Charles M. Russell (1864–1926)
California Art Bronze Foundry
The Cryer, ca. 1926
Bronze
Amon Carter Museum, Fort Worth, Texas
1961.81
California Art Bronze Foundry
The Cryer, ca. 1926
Bronze
Amon Carter Museum, Fort Worth, Texas
1961.81
The bronze figure of an Indian with a raised tomahawk on a rearing horse presents a special problem with regard to Russell’s sculptural oeuvre. Although Nancy Russell listed this work among her husband’s legitimate subjects in bronze, its casting history is far from simple. In truth, The Cryer did not exist in bronze prior to 1929. On February 26 of that year, Mrs. Russell revealed the following to a collector: “Now, about ’The Cryer.’ That is our Indian on the rearing horse that has been restored to such a degree that I don’t believe anyone would know that Charlie hadn’t put it back together. Joe De Yong used the best of his ability and so did Charlie Beil, who I’ve just told you of. Between them, I feel the model is really nearly perfect and Charlie would chuckle over the way they put back together the bits of his composition and have it now in a perfect whole.” Thus the original model, which the artist apparently completed some time before his death, must have been extensively damaged before it could be cast into bronze.

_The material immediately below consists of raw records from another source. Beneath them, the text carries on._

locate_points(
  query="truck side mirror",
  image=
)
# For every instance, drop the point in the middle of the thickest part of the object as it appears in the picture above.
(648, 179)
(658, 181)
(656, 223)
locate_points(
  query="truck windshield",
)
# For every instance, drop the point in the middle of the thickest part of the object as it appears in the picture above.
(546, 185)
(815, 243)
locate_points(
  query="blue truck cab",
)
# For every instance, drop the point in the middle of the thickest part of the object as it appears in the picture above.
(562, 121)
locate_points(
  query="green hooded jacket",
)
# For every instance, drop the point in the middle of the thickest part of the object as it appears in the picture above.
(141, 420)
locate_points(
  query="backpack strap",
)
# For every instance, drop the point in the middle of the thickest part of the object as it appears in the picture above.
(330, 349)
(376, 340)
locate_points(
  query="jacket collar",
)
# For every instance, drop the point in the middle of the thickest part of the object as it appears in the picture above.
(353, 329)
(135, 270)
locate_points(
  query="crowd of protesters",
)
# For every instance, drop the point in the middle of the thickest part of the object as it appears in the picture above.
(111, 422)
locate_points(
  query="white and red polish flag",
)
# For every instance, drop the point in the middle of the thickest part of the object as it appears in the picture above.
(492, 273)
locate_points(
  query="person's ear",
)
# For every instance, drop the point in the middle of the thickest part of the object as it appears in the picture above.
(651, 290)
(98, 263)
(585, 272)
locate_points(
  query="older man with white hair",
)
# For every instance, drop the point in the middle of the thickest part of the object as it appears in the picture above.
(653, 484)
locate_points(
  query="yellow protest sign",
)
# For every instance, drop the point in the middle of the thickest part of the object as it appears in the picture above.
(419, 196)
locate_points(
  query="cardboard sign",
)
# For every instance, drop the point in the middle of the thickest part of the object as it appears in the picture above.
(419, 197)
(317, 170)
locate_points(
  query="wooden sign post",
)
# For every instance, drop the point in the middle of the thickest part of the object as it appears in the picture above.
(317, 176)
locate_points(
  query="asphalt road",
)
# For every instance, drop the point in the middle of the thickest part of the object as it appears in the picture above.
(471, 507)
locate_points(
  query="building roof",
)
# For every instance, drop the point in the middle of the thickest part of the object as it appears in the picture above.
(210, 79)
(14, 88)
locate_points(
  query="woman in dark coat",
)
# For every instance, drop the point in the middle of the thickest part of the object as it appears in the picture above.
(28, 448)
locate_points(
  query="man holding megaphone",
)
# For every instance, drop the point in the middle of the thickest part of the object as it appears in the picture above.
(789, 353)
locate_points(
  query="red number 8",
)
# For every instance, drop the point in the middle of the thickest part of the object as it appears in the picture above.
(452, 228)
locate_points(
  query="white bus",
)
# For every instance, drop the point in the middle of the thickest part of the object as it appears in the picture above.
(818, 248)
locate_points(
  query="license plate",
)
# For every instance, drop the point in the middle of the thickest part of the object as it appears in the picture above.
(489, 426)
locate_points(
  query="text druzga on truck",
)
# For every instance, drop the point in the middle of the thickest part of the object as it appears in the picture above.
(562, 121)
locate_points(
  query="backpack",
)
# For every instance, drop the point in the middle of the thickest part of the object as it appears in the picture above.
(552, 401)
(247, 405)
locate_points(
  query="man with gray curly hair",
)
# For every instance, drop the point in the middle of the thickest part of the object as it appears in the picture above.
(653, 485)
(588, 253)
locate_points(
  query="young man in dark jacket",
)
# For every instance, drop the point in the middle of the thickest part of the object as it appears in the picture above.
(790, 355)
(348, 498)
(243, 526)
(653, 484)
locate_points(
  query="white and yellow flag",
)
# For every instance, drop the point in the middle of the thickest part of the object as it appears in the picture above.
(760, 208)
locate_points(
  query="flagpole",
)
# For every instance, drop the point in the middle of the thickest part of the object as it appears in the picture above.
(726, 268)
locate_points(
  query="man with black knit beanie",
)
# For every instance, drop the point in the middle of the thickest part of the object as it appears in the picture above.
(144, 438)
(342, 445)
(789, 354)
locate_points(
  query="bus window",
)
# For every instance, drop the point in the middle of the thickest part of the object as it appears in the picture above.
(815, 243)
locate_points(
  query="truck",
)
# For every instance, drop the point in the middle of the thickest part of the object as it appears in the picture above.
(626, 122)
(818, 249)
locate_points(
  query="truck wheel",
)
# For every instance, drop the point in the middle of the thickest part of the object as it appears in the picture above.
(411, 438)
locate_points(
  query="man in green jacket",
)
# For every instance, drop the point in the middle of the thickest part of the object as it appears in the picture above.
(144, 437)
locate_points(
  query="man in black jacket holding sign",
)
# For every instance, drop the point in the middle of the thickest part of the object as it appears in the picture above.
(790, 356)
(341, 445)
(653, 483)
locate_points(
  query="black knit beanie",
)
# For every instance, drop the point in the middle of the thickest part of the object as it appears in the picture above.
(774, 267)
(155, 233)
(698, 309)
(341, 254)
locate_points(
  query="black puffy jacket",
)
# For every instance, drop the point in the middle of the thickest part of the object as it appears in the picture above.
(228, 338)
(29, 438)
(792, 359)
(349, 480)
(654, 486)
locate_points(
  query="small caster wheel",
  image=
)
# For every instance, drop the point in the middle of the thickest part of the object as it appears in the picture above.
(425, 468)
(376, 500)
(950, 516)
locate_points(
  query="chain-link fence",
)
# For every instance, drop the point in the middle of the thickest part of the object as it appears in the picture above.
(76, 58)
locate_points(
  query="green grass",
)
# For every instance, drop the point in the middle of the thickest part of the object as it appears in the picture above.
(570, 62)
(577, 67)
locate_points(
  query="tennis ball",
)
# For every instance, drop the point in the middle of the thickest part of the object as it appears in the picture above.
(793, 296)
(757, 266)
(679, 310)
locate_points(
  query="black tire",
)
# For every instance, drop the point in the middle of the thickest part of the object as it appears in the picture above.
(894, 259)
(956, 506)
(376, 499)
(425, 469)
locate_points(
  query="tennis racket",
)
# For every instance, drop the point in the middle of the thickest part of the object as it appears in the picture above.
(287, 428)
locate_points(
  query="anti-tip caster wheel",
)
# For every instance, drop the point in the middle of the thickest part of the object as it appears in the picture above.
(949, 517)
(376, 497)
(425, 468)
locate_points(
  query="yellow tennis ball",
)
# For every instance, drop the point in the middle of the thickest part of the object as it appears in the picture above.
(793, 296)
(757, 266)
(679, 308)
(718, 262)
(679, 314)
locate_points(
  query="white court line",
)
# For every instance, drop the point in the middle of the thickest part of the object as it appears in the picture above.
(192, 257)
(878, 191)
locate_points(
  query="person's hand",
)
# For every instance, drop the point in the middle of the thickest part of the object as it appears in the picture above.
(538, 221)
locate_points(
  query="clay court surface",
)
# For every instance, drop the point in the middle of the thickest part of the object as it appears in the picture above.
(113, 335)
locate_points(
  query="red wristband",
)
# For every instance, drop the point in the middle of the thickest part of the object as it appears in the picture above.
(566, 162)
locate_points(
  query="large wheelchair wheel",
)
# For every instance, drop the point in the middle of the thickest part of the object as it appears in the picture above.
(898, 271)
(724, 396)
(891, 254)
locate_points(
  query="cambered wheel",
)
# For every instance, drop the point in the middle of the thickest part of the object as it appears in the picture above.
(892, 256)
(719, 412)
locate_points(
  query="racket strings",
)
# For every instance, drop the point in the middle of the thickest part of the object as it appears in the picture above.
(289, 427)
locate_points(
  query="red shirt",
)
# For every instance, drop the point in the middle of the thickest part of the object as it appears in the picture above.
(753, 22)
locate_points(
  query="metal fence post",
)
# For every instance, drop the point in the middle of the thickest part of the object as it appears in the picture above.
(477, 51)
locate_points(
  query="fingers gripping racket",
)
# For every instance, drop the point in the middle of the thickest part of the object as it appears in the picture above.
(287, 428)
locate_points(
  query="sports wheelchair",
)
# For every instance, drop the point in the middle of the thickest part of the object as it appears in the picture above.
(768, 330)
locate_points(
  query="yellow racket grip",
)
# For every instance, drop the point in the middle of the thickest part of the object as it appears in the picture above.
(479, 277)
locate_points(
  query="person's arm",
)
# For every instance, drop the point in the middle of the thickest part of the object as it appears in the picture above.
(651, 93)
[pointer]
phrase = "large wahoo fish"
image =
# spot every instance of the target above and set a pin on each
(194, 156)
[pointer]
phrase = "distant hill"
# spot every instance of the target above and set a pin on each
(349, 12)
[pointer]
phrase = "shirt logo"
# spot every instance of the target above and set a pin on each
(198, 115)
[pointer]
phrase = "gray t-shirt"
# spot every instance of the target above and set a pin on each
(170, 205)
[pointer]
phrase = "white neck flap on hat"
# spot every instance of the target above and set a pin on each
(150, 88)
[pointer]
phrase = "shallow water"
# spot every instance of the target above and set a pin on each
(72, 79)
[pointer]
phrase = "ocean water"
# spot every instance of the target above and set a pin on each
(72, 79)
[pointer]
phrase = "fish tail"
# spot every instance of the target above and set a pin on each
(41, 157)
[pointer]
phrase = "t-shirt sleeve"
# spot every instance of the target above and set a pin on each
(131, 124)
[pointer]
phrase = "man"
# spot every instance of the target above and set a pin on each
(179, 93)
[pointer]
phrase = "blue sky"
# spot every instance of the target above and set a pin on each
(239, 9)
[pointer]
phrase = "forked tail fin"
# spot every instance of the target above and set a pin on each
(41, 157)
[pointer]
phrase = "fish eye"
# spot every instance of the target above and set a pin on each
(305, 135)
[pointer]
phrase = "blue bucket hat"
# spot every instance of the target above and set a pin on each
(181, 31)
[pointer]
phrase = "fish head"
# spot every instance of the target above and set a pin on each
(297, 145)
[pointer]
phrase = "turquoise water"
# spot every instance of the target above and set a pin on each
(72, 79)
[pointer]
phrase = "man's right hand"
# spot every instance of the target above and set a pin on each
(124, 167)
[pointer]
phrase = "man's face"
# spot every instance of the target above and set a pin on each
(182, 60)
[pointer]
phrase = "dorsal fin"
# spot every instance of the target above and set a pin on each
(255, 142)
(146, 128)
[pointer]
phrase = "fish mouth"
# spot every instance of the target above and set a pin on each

Mrs. Russell herself came up with the title of the bronze before the model was delivered to the California Art Bronze Foundry in Los Angeles at the end of March 1929. The first cast seems to have been completed the following July, and it quickly entered the collection of George D. Sack, the most important collector of Russell’s bronzes. Although at least one copy of the bronze was consigned to a Los Angeles gallery, few if any copies seem to have been sold prior to Mrs. Russell’s death in May 1940. The copy of the bronze shown here was the only copy remaining in her estate.